数字のことやただしさも一度据え置いて。もしかしたら明日明後日には変わっているかもしれない、その人が今日感じている手前のリアルについてを記録していきます。とりとめのないことこそ行間の白にこぼさないように、なるべくそのまま。

 タイという国を考えたとき、「LGBTQフレンドリー」「多様なジェンダーに寛容」といったニュースを思い出し、そこにはゆえに性に寛容なイメージがあるかもしれない。最先端の性転換大国として世界から人々を集めていること、ドラァグクイーンが繰り広げるナイトライフが昔から知られていることにはじまり、最近ではBLドラマ『2gether(トゥゲザー)』が世界中で旋風を巻き起こしたことにも記憶に新しい。

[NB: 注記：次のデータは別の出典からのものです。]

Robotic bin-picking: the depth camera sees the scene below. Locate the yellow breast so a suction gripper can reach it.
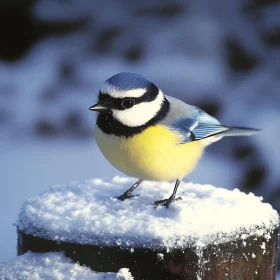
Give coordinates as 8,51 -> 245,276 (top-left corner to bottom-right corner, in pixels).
95,125 -> 204,181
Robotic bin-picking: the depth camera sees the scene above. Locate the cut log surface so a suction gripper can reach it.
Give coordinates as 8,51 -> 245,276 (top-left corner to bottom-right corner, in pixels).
17,177 -> 278,280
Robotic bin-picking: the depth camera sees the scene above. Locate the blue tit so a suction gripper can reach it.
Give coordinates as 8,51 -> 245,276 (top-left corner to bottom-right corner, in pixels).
89,72 -> 258,207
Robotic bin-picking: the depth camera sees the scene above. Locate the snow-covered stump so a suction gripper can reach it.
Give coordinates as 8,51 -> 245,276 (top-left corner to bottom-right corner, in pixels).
17,177 -> 278,280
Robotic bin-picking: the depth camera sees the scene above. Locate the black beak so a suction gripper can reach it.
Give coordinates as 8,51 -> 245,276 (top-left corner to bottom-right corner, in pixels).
89,103 -> 108,112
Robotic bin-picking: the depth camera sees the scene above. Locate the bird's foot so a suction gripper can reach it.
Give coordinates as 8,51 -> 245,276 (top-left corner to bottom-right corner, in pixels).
154,195 -> 182,208
114,191 -> 139,201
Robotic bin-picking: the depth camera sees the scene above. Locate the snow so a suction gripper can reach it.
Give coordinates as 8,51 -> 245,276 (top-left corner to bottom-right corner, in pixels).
17,176 -> 278,250
0,0 -> 280,270
0,252 -> 134,280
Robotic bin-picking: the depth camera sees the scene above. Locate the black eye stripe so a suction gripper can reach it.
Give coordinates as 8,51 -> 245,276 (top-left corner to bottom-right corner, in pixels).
98,84 -> 159,110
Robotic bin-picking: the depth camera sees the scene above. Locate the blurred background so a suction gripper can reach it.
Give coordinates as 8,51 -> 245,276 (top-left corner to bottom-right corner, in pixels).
0,0 -> 280,262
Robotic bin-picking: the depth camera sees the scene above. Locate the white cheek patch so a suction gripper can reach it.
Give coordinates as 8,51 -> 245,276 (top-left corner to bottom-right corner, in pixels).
100,83 -> 147,98
113,92 -> 164,127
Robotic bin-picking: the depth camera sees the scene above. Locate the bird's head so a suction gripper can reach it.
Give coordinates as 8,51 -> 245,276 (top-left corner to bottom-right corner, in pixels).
89,72 -> 167,128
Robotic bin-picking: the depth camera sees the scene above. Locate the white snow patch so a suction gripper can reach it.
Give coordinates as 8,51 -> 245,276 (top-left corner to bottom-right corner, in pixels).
17,177 -> 278,250
0,252 -> 133,280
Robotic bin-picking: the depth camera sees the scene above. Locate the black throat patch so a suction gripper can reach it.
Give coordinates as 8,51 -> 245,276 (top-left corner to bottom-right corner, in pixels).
96,97 -> 170,138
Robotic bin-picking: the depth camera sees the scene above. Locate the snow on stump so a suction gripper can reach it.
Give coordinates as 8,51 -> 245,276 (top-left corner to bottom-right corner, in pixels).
0,252 -> 133,280
17,177 -> 279,280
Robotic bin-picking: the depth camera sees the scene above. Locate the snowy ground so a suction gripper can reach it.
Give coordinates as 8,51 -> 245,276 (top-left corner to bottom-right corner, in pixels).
17,176 -> 279,249
0,0 -> 280,274
0,252 -> 133,280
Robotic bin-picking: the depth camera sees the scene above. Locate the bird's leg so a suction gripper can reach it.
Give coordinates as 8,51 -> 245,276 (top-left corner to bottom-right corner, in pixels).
154,180 -> 182,208
115,179 -> 143,201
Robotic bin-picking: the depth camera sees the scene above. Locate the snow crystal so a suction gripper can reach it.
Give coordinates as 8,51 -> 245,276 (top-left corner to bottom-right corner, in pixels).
17,177 -> 278,250
0,252 -> 133,280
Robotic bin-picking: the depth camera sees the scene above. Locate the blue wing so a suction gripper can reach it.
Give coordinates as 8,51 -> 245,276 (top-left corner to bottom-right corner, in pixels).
163,97 -> 230,143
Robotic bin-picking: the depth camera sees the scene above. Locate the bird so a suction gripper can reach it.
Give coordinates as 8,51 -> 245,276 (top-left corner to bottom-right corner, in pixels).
89,72 -> 259,208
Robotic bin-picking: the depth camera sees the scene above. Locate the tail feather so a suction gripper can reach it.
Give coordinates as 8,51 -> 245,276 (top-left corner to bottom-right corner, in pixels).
219,127 -> 260,136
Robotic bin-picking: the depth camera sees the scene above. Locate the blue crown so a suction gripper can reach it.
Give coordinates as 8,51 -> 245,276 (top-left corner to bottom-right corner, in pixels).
105,72 -> 151,91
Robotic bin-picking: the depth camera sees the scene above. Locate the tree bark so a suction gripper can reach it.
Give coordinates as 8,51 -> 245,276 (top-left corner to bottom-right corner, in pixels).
18,228 -> 278,280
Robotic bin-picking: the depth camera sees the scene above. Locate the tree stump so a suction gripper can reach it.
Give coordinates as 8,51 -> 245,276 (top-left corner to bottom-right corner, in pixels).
17,177 -> 278,280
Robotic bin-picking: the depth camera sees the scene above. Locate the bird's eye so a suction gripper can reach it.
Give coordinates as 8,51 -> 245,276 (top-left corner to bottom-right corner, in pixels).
122,99 -> 135,109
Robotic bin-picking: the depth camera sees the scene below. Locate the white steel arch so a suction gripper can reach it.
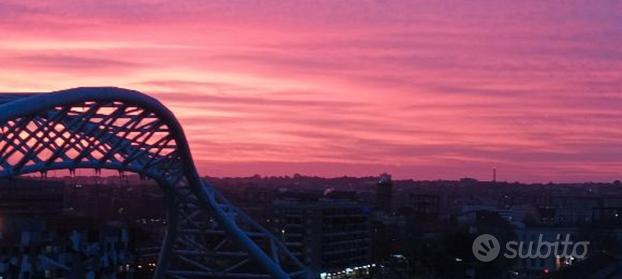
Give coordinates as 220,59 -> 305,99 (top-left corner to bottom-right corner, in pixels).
0,87 -> 309,278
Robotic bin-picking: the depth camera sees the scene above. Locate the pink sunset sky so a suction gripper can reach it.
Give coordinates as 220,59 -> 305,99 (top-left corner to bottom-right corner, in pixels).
0,0 -> 622,182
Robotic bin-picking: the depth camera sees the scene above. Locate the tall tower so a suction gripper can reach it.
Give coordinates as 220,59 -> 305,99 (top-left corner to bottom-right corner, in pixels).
492,168 -> 497,182
376,173 -> 393,213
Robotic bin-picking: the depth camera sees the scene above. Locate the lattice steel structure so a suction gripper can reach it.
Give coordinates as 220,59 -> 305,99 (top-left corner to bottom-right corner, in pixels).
0,87 -> 310,278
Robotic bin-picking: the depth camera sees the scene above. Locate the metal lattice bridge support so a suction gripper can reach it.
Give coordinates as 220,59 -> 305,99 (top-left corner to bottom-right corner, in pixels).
0,88 -> 309,278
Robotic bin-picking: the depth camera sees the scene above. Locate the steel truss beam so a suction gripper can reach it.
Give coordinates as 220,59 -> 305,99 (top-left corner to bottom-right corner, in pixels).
0,87 -> 309,278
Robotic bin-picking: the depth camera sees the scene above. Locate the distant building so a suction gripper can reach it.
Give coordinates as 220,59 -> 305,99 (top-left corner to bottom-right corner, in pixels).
376,173 -> 393,213
0,179 -> 64,218
0,217 -> 135,279
271,198 -> 371,274
409,194 -> 440,220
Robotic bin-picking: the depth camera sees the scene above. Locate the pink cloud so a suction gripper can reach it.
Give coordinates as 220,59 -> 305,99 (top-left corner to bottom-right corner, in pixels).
0,0 -> 622,184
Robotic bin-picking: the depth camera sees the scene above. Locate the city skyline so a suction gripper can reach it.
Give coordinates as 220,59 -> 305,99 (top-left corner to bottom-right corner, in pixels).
0,1 -> 622,182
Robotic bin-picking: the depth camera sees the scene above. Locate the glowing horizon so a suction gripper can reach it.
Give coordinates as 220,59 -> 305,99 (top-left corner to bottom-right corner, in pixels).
0,0 -> 622,182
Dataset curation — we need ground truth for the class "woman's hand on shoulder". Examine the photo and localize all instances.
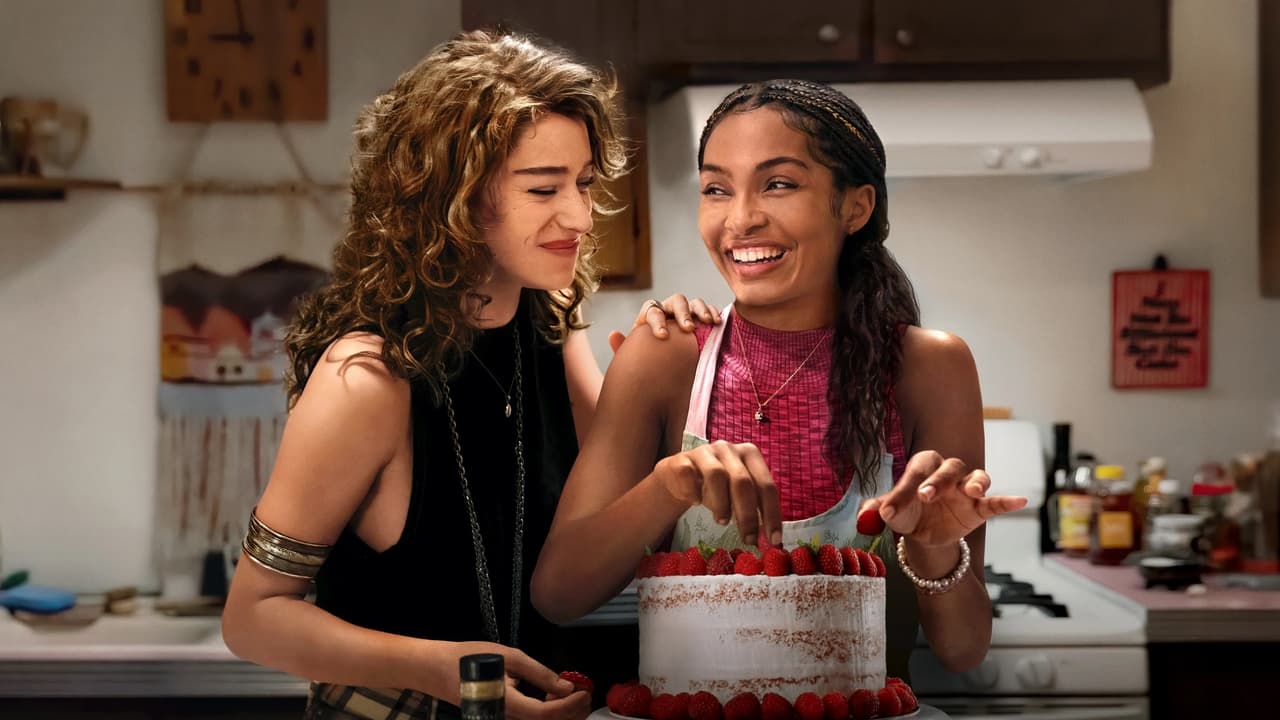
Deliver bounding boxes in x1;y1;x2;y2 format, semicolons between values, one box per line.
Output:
430;642;591;720
609;292;721;352
654;439;782;546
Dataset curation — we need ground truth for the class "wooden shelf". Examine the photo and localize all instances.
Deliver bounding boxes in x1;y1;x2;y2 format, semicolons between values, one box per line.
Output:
0;176;122;200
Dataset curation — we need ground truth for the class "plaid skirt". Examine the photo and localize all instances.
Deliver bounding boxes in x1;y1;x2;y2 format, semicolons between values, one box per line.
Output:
302;683;461;720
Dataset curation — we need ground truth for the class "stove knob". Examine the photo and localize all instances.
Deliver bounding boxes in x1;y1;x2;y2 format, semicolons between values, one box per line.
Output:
1014;655;1053;691
964;657;1000;691
1018;147;1047;169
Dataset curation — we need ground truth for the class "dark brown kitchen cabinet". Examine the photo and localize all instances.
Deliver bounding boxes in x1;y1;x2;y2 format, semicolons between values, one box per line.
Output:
872;0;1169;69
1258;3;1280;297
636;0;867;67
462;0;1172;287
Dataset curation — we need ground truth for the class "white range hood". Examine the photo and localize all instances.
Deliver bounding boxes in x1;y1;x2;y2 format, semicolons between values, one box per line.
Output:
668;79;1152;178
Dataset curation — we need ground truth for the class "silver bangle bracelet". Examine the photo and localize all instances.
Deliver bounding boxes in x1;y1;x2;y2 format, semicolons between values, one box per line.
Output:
897;537;969;594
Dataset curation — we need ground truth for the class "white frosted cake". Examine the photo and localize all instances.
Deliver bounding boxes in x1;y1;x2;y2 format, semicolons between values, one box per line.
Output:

 タイの政府観光庁のウェブサイトをのぞくと「アジアで最もLGBTQの人たちを歓迎する国」と謳い、性別や性的指向によって18ほどの分類*があるということからも「LGBTQ先進国」と呼ばれる。その性別には、たとえば男装をした女性で女性もしくは「ディー」が好きな「トム」、男っぽい女性や「トム」が好きな女性「ディー」、「トム」が好きな男性「アダム」、女性・ゲイキング・ゲイクイーンが好きな男性「ボート」などがある。
「性別(ジェンダー)や性的指向(セクシュアリティ)にオープン」で通っているタイ。これらのことから「性に寛容である」という大まかな印象を持ってしまいそうになるが、つぶさに見れば中にはいろんな事情がある。

 たとえば、性的行為(セックス)や性的快楽(セクシュアルプレジャー)。これらに関しては、特に女性に対して閉鎖的・抑圧的な面を強く残している。その証拠の一つに、セックストイが法で禁じられている**ことがあげられる。「ティーンエイジャーをセックスに夢中にさせる」「性犯罪を増やす」という理由にくわえて、「セックストイを使うのはHIVや精神疾患がある人だけ」といういわれのない偏見も。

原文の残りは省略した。